HEXGEN-FLOW：面向智能体式文本到SQL的大语言模型推理请求调度优化 (HEXGEN-FLOW: Optimizing LLM Inference Request Scheduling for Agentic Text-to-SQL)

Recent advancements in leveraging the agentic paradigm of large language models (LLMs) have substantially improved Text-to-SQL capabilities, empowering users without specialized database knowledge to intuitively query databases. However, deploying agentic LLM-based Text-to-SQL systems in production presents significant challenges, stemming from their inherently multi-stage computational dependencies, strict latency requirements, and the complexity of deployment across heterogeneous GPUs widely existing in enterprise clusters. Meanwhile, existing LLM serving frameworks are primarily designed for independent inference tasks, resulting in suboptimal performance and frequent service-level objective (SLO) violations in Text-to-SQL workloads.
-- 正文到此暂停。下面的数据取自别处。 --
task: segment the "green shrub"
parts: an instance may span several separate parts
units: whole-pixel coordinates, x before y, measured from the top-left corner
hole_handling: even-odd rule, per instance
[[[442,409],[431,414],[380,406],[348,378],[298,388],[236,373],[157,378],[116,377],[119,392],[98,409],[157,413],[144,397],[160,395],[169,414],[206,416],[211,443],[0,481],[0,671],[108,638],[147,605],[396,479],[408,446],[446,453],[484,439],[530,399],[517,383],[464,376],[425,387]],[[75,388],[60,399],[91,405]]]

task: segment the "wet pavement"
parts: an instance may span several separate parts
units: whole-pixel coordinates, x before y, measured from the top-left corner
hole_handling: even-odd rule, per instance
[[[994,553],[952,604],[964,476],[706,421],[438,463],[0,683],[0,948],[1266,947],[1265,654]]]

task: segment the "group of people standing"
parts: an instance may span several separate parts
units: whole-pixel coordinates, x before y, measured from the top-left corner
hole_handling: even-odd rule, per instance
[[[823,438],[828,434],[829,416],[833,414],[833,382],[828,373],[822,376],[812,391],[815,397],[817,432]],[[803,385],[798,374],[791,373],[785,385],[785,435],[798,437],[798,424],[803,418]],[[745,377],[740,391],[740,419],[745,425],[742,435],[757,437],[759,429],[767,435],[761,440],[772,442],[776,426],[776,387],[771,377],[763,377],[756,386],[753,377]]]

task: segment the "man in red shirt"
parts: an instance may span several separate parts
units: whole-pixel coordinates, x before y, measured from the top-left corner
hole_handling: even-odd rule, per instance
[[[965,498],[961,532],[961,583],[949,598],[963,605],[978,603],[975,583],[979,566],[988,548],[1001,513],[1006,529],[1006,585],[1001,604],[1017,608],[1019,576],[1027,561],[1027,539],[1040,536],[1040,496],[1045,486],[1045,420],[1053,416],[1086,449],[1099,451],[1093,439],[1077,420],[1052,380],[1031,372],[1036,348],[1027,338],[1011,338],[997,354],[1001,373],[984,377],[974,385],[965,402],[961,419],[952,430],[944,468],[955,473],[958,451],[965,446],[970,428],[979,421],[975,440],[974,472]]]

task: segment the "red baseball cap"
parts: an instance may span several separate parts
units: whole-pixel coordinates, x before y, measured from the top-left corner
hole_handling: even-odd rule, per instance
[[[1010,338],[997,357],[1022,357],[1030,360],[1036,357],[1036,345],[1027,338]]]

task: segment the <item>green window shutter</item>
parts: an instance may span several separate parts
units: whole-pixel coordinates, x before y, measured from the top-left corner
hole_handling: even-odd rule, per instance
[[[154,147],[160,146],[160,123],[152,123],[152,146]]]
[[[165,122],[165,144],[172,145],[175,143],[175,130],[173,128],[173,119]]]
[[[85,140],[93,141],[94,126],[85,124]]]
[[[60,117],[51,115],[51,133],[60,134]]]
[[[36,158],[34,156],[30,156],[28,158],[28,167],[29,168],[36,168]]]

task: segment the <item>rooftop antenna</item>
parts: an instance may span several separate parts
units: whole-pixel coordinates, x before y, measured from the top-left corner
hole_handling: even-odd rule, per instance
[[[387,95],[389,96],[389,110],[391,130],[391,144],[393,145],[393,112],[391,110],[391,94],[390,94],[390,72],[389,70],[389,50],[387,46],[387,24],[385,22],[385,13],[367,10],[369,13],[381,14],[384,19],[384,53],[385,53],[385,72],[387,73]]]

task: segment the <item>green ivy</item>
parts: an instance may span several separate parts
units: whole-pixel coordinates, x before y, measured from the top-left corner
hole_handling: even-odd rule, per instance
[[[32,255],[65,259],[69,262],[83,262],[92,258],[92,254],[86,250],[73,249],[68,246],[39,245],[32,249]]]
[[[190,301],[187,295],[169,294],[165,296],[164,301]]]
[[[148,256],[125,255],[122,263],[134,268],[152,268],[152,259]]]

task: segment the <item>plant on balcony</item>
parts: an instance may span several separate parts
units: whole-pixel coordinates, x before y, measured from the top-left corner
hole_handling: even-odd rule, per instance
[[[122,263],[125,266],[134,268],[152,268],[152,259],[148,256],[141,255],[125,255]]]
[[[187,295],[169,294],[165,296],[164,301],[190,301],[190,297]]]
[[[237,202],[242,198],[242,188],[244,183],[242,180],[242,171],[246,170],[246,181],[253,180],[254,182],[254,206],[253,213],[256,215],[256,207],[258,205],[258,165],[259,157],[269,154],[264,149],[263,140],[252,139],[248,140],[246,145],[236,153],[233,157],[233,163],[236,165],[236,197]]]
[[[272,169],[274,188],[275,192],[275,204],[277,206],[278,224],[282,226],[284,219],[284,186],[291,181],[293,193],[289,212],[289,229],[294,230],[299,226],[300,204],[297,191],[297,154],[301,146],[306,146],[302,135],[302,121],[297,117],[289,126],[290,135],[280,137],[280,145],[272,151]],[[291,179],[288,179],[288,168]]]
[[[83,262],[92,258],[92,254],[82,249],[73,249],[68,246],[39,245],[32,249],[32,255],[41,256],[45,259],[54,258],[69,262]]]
In this paper, we introduce HEXGEN-FLOW, a novel framework designed explicitly to schedule and execute agentic multi-stage LLM-based Text-to-SQL workflows on heterogeneous GPU clusters serving multi-tenant Text-to-SQL requests. HEXGEN-FLOW introduces a hierarchical scheduling approach that combines global workload-balanced task dispatching with an adaptive local priority queue, guided by a systematic analysis of agentic Text-to-SQL workflows. Additionally, we propose a lightweight simulation-based method for tuning critical scheduling hyperparameters, further enhancing robustness and adaptability. Our evaluation on realistic Text-to-SQL benchmarks demonstrates that HEXGEN-FLOW significantly outperforms state-of-the-art LLM serving frameworks. Across all traces, HEXGEN-FLOW reduces P95 tail latency by $1.42{\sim}1.56\times$ and increases throughput by $1.49{\sim}1.81\times$, demonstrating robust improvements under diverse workloads. Our code is available at https://github.com/Relaxed-System-Lab/Hexgen-Flow.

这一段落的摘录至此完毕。